Document Detail

Reduced degeneration of dopaminergic terminals and accentuated astrocyte activation by high dose methamphetamine administration in nociceptin receptor knock out mice.
MedLine Citation:
PMID:  20025929     Owner:  NLM     Status:  MEDLINE    
A major pathology of methamphetamine abuse is loss of dopaminergic function due to destruction of dopaminergic terminals, especially in the striatum. This process is accompanied by gliosis by astrocytes and microglia. Here, we evaluated the function of endogenous nociceptin/orphanin FQ in these events using nociceptin receptor (NOP) knockout mice. Wild-type and knockout mice were injected systemically either saline vehicle or 5mg/kg methamphetamine four times interspersed by 2h intervals. Three days later, brains were immunohistochemically processed to visualize methamphetamine-induced loss of tyrosine hydroxylase (as a marker of damage to dopamine terminals), glial fibrillary acidic protein (GFAP, as a marker of astrocytes), and ionized calcium-binding adapter molecule 1 (lba-1, as a marker of microglia) in the striatum.
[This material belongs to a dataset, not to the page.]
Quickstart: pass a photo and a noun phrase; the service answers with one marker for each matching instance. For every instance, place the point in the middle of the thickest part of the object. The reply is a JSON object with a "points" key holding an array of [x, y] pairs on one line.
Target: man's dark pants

Methamphetamine treatment induced an approximately 80% loss of tyrosine hydroxylase-immunoreactivity, and this effect was mildly attenuated in NOP receptor knockout mice. There was a large increase (approximately 15-fold) in GFAP-immunoreactivity in methamphetamine-treated wild-type mice, which was almost two times larger still in NOP receptor knockout mice. In contrast, Iba-1 immunostaining was only modestly increased (approximately 30%) by methamphetamine treatment, and there were no difference between genotypes. Finally, there were no genotype-dependent differences in hyperthermic responses to methamphetamine. These results indicate that endogenous nociceptin/orphanin FQ exacerbates the neurotoxic effects of methamphetamine on striatal dopamine neurons, and suggests this is due in part to an astrocyte-mediated event.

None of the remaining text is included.